SAVUNMA VE KARŞI TALEPLER:
Davalı yana tebligat yasası hükümlerine uygun şekilde dava dilekçesi ve duruşma günü bildirildiği halde; davalı yan duruşmaya gelmemiş,cevap ve delil bildirmemiş ve bu nedenle davacı yanın iddialarını reddetmiş kabul edilmiştir.
DELİLLERİN DEĞERLENDİRİLMESİ, MAHKEMECE VARILAN NİTELENDİRME VE SONUÇ:
Tarafların Hukuk Muhakemeleri Kanunu uyarınca hasrettikleri delilleri toplanmıştır.

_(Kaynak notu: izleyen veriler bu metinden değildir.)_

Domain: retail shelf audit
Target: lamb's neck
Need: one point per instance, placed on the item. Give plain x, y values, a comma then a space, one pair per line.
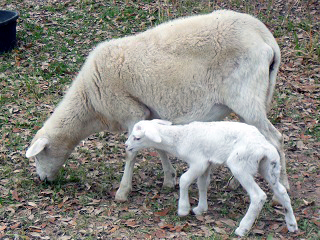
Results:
170, 137
73, 119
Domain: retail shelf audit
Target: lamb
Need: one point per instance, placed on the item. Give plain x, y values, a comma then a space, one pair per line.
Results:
241, 147
198, 68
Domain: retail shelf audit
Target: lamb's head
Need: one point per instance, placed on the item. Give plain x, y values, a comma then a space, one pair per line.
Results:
50, 153
144, 134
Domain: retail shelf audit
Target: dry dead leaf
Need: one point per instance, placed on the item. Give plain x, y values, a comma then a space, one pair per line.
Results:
3, 227
163, 213
115, 228
15, 195
219, 230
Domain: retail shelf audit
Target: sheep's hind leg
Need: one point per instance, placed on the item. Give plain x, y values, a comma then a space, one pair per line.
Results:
270, 170
203, 184
168, 170
257, 196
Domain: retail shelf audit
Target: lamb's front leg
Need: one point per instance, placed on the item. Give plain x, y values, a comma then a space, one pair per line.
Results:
203, 184
185, 181
126, 181
168, 171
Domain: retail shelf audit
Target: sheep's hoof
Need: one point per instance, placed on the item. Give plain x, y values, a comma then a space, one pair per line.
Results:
241, 231
233, 184
121, 197
198, 211
168, 185
183, 213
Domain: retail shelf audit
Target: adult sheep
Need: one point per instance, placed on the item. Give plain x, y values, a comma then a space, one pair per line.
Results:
198, 68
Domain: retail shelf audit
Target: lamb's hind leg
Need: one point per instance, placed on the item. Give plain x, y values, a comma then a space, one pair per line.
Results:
195, 171
270, 170
257, 196
255, 114
169, 172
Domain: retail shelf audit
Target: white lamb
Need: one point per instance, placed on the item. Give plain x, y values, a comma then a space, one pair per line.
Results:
241, 147
198, 68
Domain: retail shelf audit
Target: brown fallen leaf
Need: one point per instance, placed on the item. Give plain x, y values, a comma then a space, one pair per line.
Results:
131, 223
219, 230
15, 195
258, 231
3, 227
115, 228
163, 213
316, 222
14, 226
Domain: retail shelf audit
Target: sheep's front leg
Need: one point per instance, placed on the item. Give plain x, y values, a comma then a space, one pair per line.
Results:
185, 181
126, 181
203, 184
169, 172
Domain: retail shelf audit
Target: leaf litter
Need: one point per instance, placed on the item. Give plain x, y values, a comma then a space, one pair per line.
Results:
53, 39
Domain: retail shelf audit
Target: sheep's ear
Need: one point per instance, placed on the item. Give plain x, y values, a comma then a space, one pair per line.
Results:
162, 122
37, 147
153, 134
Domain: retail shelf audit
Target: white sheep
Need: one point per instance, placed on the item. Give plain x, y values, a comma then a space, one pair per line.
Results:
198, 68
241, 147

Somut olayda hukuki ihtilaf davacının dava dışı işçiye ödediği kıdem tazminatı ve diğer alacaklarını davalı şirkete rücu edip edemeyeceği noktasındadır.
Taraflar arasındaki … Müdürlüğü’nün abonelerinin sayaçlarının okunmasına ,kaçak tespiti yapılmasına, sayaç sökme ve takma ile elektrik açma kapama işlerine dair sözleşmenin 13. Maddesindeki düzenlemeye göre ; İş Kanunu ve … dan kaynaklanan tüm işçilik hak ve alacaklarının yüklenici davalının sorumluluğunda olduğu kararlaştırılmıştır.
Dava konusu olayda da taraflar arasında asıl işveren- alt işveren ilişkisi mevcut olup dava, asıl işveren davacı şirketin, davalı şirket tarafından çalıştırılan işçinin, iş akdinin feshedilmesi sebebiyle açmış olduğu dava sonrasında ödemek zorunda kaldığı tazminatın rücuen tahsili istemine ilişkindir. Taraflar arasındaki hizmet sözleşmesi ve eki olan şartnamelerde, tarafların asıl ve alt işvereni oldukları işçilerin, fiili işçilik hakları ve İş kanunundan SGK dan ve umumi Hıfzısıhha Kanunundan doğan tüm yükümlülüklerin davalının sorumluluğunda olduğu tazminat hak ve alacaklarından yüklenicinin sorumlu olacağına dair açık bir hüküm düzenlenmiştir. ( Sözleşmenin 13. Maddesi) . Dava konusu rücuen tazminat istemi, dava dışı işçinin iş akdinin feshedilmesi sebebiyle İş Kanunu’ndan kaynaklanan kıdem v.b tazminat haklarına dair olup, işçiye karşı olan bu yükümlülük sebebiyle asıl ve alt işverenler 4857 Sayılı İş Kanunu’nun 2/6.maddesi gereğince müteselsilen sorumlu tutulmuşlardır. Burada Kanun’dan doğan bir teselsül hali söz konusudur.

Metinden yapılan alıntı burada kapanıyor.